Re: Parsing theory and parser construction

5 Aug 2010


      Objective Modula-2 wrote:
...
Frank Heckenbach wrote:
...
So why do claim you need a debugger for understanding?
There is a difference between understanding how to feed input into a
tool and understanding what the output coming out of the tool is
doing.
There are a number of reasons why it is generally a good idea for
contributors to be able to figure out what the code is doing, not only
knowing how it is used. One example where this is important in a
compiler is implementing error-handling and recovery so that
meaningful error messages can be generated and also to avoid phantom
errors that aren't really there but only appear as a result of a
previous error that threw the parser off.

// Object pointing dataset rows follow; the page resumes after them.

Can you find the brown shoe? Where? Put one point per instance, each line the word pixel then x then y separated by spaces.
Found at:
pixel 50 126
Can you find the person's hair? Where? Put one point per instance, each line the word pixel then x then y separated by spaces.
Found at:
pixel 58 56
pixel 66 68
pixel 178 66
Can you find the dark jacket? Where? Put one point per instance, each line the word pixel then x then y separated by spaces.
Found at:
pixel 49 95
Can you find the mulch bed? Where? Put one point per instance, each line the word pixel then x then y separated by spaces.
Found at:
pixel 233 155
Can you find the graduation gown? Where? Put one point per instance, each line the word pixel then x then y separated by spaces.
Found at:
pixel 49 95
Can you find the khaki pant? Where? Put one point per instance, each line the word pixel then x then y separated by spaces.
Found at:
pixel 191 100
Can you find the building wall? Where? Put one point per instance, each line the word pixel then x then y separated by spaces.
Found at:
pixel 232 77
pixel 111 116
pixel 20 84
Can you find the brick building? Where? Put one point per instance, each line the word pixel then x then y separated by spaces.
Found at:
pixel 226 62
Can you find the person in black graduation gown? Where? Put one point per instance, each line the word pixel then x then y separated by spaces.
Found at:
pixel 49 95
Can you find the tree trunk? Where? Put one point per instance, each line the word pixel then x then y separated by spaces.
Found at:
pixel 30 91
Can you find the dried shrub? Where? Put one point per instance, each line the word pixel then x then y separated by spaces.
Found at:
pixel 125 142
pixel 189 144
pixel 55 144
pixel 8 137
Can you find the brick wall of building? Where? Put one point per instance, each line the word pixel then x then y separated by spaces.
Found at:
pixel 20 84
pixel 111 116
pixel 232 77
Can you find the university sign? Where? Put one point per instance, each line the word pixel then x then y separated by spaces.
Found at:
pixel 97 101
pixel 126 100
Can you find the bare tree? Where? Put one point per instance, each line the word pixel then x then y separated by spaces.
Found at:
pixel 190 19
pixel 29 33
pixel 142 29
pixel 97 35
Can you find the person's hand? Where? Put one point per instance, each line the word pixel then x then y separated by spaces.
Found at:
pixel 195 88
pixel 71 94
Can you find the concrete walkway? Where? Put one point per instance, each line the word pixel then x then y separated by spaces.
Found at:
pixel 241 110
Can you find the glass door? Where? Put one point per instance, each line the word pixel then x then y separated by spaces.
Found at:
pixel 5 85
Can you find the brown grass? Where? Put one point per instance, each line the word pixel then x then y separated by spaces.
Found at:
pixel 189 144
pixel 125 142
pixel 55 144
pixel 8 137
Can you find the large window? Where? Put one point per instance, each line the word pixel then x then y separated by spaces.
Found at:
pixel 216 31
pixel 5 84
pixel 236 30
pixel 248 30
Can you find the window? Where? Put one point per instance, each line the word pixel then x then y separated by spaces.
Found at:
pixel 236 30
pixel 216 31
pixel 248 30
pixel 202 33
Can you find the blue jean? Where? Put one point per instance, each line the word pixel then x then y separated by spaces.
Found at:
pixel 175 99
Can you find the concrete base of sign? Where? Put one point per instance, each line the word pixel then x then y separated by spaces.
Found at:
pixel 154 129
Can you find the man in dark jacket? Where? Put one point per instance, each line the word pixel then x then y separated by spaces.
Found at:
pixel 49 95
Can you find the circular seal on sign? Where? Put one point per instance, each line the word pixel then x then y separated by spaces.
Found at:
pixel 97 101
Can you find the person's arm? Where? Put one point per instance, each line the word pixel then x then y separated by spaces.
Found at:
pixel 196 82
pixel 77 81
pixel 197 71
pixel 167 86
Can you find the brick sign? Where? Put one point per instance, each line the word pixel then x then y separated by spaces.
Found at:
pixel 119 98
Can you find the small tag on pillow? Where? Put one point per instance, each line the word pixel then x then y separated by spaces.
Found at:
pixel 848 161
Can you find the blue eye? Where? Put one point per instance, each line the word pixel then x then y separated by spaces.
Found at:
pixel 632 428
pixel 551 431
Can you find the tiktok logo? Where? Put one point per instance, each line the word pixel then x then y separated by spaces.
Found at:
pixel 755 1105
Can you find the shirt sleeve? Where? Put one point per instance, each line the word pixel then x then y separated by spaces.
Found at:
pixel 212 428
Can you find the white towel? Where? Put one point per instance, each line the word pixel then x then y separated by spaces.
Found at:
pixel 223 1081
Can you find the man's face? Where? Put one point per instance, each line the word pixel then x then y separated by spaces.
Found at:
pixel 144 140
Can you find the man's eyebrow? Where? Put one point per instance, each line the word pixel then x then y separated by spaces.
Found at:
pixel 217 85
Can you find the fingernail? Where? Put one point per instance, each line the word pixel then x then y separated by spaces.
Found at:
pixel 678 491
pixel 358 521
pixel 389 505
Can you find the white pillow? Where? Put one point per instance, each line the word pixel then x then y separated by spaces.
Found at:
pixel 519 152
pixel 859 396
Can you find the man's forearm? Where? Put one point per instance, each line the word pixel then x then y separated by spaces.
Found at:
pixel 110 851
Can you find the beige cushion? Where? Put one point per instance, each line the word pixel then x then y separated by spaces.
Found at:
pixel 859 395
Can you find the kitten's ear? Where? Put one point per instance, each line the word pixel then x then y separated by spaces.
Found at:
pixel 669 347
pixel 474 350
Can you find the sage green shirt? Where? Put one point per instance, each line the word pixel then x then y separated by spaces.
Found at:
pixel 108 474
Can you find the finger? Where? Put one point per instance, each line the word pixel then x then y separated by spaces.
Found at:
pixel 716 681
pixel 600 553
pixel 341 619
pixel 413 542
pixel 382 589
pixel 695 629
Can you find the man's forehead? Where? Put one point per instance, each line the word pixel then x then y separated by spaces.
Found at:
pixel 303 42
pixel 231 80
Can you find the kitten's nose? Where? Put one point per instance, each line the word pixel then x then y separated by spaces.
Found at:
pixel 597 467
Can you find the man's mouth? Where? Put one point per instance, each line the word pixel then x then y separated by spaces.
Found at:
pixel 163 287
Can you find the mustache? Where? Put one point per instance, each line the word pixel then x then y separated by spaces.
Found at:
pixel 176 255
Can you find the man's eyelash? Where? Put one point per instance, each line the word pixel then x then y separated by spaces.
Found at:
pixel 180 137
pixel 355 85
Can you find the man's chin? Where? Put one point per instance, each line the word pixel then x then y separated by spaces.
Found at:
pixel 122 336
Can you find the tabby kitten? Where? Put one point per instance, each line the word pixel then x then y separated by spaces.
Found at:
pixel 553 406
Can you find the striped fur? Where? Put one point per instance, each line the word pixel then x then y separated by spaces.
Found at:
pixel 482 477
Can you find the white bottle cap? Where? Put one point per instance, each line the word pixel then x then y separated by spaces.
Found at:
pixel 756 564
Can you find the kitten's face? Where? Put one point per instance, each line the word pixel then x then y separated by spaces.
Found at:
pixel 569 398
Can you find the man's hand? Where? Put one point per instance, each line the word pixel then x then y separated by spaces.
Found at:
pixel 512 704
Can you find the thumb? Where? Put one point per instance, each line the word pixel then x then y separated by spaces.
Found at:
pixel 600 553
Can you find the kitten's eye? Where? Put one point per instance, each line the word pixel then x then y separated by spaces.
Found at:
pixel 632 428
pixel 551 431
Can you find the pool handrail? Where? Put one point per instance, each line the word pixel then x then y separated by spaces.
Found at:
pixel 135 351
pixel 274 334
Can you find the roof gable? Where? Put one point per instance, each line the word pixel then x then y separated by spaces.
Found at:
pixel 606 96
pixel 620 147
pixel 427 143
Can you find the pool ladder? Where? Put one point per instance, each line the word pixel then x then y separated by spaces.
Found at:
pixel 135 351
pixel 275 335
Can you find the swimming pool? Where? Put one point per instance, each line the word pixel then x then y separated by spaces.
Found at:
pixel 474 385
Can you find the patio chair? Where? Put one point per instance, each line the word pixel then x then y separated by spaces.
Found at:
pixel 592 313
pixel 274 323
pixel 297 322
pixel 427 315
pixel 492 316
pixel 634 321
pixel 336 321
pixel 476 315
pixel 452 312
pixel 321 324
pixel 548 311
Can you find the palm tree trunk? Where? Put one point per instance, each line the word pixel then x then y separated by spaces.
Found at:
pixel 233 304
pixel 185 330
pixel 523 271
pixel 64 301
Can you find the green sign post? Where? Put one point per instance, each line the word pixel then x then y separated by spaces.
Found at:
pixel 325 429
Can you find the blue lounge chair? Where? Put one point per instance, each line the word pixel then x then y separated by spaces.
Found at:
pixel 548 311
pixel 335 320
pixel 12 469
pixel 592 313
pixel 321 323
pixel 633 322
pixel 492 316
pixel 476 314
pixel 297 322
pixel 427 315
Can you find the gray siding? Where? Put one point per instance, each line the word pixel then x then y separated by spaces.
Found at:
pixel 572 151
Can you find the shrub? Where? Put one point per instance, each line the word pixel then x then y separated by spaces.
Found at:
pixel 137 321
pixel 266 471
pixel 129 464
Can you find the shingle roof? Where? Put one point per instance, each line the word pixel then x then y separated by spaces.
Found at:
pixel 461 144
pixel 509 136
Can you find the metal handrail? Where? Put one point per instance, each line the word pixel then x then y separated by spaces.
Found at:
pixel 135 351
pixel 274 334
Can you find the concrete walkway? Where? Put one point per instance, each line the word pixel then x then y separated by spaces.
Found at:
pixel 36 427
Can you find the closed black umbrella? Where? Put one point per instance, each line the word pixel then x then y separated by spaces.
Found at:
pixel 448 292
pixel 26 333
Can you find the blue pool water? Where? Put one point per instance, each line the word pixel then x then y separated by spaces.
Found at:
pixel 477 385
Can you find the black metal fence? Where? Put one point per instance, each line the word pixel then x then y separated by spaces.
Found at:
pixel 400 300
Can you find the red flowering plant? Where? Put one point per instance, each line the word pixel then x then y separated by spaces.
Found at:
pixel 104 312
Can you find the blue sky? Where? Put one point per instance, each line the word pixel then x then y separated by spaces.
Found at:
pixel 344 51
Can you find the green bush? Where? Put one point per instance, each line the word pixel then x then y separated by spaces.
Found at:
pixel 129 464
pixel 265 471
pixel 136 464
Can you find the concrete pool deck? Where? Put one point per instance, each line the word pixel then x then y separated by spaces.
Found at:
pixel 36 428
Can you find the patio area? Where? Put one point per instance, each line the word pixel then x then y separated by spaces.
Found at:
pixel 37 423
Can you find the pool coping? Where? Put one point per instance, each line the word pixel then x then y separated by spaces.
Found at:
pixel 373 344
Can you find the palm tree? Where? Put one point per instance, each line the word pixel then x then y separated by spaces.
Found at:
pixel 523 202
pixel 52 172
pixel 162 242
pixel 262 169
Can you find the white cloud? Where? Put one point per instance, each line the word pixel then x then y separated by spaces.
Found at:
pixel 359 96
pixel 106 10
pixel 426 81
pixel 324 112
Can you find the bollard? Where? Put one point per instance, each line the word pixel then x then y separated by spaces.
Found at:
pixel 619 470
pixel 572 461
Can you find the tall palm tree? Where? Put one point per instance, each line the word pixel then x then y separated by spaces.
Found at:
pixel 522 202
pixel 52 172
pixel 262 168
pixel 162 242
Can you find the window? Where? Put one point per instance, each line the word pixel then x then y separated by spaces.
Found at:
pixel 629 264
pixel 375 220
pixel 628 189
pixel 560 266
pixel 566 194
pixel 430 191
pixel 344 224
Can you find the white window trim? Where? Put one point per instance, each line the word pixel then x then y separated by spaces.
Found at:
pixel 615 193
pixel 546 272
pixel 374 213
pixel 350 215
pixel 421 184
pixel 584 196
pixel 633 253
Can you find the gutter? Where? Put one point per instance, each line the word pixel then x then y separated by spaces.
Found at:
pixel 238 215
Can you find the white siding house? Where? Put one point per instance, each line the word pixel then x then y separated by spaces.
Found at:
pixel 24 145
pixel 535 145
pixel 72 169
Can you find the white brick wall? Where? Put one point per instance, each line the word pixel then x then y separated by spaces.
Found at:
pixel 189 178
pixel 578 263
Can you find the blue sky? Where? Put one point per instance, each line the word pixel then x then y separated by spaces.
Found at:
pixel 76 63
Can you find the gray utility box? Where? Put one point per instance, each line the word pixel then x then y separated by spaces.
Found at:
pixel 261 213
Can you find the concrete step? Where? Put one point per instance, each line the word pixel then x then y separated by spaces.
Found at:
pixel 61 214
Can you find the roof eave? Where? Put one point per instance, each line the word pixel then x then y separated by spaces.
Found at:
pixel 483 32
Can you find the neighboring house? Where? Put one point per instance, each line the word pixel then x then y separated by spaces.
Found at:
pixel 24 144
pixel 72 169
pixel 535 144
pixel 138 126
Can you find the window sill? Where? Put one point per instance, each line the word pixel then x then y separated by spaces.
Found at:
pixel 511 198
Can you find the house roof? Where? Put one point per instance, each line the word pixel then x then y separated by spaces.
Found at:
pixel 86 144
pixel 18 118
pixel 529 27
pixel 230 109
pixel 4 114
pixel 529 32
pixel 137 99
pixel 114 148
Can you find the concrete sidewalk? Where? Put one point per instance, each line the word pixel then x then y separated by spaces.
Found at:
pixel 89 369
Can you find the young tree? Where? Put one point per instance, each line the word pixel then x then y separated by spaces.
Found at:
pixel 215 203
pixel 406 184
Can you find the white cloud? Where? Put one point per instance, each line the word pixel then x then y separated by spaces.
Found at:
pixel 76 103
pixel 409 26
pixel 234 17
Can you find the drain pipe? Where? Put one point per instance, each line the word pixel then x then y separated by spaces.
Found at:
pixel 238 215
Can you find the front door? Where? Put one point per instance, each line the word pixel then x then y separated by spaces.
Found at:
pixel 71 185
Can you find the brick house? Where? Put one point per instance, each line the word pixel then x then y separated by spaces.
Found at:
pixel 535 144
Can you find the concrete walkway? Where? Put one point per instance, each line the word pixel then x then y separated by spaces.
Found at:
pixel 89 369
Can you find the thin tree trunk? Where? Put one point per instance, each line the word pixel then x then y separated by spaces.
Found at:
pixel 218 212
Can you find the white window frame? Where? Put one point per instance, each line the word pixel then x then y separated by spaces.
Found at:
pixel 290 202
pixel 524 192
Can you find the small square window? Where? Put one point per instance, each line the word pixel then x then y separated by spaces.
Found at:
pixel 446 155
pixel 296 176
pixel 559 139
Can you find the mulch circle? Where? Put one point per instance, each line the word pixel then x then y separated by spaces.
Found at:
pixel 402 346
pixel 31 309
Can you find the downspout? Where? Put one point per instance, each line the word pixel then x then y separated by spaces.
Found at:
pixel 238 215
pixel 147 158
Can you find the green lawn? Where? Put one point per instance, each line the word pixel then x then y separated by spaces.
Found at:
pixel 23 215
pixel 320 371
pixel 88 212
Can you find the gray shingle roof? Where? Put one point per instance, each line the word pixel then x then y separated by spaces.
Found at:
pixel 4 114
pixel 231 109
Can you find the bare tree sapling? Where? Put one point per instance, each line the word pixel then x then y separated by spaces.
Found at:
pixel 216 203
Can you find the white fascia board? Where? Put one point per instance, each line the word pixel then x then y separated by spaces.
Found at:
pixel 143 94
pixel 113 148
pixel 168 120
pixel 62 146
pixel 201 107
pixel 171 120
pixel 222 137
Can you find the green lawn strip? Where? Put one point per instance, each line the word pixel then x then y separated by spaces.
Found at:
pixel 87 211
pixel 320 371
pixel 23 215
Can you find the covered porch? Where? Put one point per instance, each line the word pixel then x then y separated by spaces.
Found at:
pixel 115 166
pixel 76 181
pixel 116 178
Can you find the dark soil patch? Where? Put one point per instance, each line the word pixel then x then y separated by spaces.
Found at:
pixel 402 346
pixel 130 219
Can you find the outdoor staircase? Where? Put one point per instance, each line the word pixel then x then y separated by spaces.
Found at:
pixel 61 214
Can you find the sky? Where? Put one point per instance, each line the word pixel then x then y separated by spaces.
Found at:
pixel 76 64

Still a debugger would be too low-level. A debugger is useful when
you want to examine what happens on the assembler level, and
(already in a more limited way) on the next higher level, here C or
C++ (and potentially later, generated Pascal).
But that's not the level where you understand what's actually
happening in the grammar, so unless you want to debug the actual
parsing algorithm (which is "fixed", and I've never had the need to
examine myself), the debugger is not well suited.
To understand grammar issues that you need to "debug" at runtime
(i.e., in contrast to conflicts etc., which appear at build time and
can (and should) be statically analyzed), it's more useful to watch
which reductions the parser makes etc., e.g. by using YYDEBUG.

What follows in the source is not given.